Bernard Braden and Barbara Kelly are a happy couple. True, he doesn't earn much money as a painter of pigs, but his gig as a cartoonist pays enough to keep them going on a raffish houseboat, far from Canada and his uncle Laurence Naismith's logging and milling company. But more money is always nice, and when lawyer John Laurie shows up with ten thousand pounds from his uncle if he can demonstrate he's hard working and keeps himself and his wife decently, they agree. Laurie proposes to drop over to make sure, and they agree. However, when the young couple checks out the accounts to afford a few luxuries for Laurie, they discover themselves two shillings short of half a crown. They recall a recent story, head over a pawn shop, and put Braden in hock.
The next day, Laurie having been impressed, Miss Kelly returns to the shop to redeem Braden.
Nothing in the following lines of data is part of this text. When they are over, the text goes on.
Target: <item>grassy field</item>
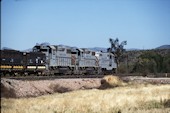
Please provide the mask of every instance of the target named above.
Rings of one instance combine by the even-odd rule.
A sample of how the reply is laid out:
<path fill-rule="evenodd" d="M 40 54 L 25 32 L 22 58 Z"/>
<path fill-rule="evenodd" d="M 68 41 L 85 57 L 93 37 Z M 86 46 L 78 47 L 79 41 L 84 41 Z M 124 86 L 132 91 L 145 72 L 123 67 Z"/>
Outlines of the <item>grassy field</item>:
<path fill-rule="evenodd" d="M 131 84 L 36 98 L 1 98 L 2 113 L 170 113 L 170 85 Z"/>

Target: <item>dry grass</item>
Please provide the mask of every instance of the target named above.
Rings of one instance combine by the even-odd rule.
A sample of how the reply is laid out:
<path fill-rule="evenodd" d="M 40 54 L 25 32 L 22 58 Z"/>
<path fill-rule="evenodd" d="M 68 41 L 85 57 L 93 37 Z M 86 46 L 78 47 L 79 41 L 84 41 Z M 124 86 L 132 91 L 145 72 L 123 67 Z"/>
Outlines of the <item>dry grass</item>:
<path fill-rule="evenodd" d="M 118 76 L 108 75 L 101 80 L 100 89 L 113 88 L 127 85 Z"/>
<path fill-rule="evenodd" d="M 170 85 L 131 84 L 36 98 L 1 98 L 2 113 L 169 113 Z"/>

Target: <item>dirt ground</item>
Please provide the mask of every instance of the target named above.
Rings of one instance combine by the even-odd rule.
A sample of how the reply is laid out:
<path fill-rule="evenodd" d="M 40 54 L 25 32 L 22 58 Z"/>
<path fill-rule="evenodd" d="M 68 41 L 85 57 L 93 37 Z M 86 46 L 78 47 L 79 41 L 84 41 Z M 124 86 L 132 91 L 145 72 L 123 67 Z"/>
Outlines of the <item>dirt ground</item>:
<path fill-rule="evenodd" d="M 121 79 L 126 82 L 170 84 L 170 78 L 123 77 Z M 100 88 L 101 80 L 101 78 L 77 78 L 26 81 L 1 78 L 1 97 L 37 97 L 80 89 Z"/>

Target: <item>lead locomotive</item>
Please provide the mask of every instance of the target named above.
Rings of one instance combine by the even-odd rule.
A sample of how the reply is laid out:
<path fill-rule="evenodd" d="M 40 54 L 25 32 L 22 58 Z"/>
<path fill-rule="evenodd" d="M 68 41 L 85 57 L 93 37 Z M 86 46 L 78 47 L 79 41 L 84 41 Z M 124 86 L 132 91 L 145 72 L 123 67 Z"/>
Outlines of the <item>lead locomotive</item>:
<path fill-rule="evenodd" d="M 37 44 L 32 52 L 0 52 L 1 75 L 109 74 L 117 68 L 112 53 L 84 48 Z"/>

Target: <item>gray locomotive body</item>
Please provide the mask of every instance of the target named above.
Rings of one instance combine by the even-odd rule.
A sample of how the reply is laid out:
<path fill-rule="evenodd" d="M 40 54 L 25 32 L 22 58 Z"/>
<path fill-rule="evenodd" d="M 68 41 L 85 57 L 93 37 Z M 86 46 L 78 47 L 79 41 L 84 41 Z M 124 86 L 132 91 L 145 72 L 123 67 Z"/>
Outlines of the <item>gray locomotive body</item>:
<path fill-rule="evenodd" d="M 48 75 L 106 74 L 116 69 L 112 53 L 62 45 L 36 45 L 33 51 L 46 55 L 45 73 Z"/>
Not only has she lost the pawn ticket, but the daughters of the house are making too much of a fuss over her husband. So she leaves him in pawn.
And the rest is the story, filled with minutiae of the pawn shop industry, painting, and Naismith's turn as Braden's uncle. He seems to have modeled his comic character on John Carradine, and is quite amusing. The rest of the movie is engaging enough, if a trifle mechanical in its progress. Even so, 80 minutes passed pleasantly.